Oui, généralement. La spécialisation sectorielle implique des conseillers mieux formés et des outils plus ciblés. Comptez entre 1 800 et 2 500 euros pour un bilan sectoriel, contre 1 500 à 2 000 euros pour un bilan généraliste. La différence est souvent justifiée par la qualité des recommandations et la pertinence des pistes explorées.

Peut-on faire un bilan de compétences sectoriel en étant encore en poste ?

Oui, et c’est même recommandé. Le bilan en cours d’emploi se déroule sur les temps libres ou en aménageant les horaires avec l’employeur. Aucune obligation d’informer l’employeur n’existe pour un bilan financé par le CPF. Seule la demande de congé de bilan de compétences (CBC) dans le cadre du plan de formation employeur nécessite une information préalable.
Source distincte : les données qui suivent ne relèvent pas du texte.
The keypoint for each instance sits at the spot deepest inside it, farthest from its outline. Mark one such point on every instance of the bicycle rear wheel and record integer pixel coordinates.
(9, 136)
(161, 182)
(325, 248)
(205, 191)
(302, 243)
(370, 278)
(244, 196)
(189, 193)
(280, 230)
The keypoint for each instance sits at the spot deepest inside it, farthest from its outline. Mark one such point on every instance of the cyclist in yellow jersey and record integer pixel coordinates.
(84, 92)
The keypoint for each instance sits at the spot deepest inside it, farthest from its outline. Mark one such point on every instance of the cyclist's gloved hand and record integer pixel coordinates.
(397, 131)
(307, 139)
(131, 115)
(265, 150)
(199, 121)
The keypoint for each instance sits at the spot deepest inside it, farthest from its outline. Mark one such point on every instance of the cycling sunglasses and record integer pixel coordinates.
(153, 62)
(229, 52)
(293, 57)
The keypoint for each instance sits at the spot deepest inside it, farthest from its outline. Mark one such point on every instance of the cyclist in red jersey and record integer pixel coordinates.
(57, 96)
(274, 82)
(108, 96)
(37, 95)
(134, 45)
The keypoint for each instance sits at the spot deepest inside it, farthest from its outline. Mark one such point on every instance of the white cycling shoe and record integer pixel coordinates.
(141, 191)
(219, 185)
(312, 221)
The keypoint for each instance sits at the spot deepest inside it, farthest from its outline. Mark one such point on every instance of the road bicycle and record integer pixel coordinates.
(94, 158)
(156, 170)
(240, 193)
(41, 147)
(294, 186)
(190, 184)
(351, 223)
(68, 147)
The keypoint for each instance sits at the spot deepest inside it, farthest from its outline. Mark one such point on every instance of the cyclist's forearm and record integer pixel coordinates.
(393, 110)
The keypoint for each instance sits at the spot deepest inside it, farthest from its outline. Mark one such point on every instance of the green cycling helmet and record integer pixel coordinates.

Combien de temps faut-il pour voir les résultats d’un bilan de compétences ?

Le bilan dure 2 à 3 mois. Le projet professionnel validé à l’issue du bilan peut ensuite nécessiter 6 à 18 mois de mise en œuvre (formation, réseau, candidatures). Les bénéficiaires qui ont un projet clair avant le bilan progressent plus vite, car le bilan sert à le valider plutôt qu’à le construire.

Un bilan de compétences sectoriel remplace-t-il une formation ?

Non. Le bilan identifie le projet et les compétences à acquérir, mais ne les développe pas. Il débouche souvent sur une recommandation de formation. Certains organismes proposent un accompagnement post-bilan pour faciliter l’entrée en formation et suivre la mise en œuvre du projet.

Peut-on réaliser plusieurs bilans de compétences dans sa vie professionnelle ?

Oui, il n’y a pas de limite légale au nombre de bilans de compétences réalisables. En pratique, la plupart des professionnels n’en font qu’un ou deux au cours de leur carrière. Les droits CPF peuvent financer un nouveau bilan si des droits suffisants sont disponibles. La fréquence recommandée par les conseillers en évolution professionnelle est d’au moins 5 à 7 ans entre deux bilans pour que l’expérience accumulée justifie un nouvel investissement.

Quel est le taux de satisfaction moyen après un bilan de compétences ?

Selon les enquêtes du FONGECIF et de France Compétences, plus de 80 % des bénéficiaires se déclarent satisfaits ou très satisfaits de leur bilan de compétences. Le taux de réorientation professionnelle effectif à 12 mois dépasse 65 % pour les bilans avec suivi post-bilan. Les bilans sectoriels affichent généralement des taux supérieurs à la moyenne nationale, grâce à la pertinence des recommandations pour le marché réel.

Comment financer un bilan de compétences si le CPF est insuffisant ?

Si les droits CPF ne couvrent pas la totalité du coût, plusieurs compléments sont possibles. Les salariés peuvent solliciter leur OPCO (opérateur de compétences de leur branche) pour un cofinancement. Les demandeurs d’emploi accèdent aux financements France Travail (AIF - aide individuelle à la formation). Certains conseils régionaux financent des bilans dans le cadre de programmes d’accompagnement à la reconversion. La combinaison CPF + OPCO est la plus courante pour les salariés en poste.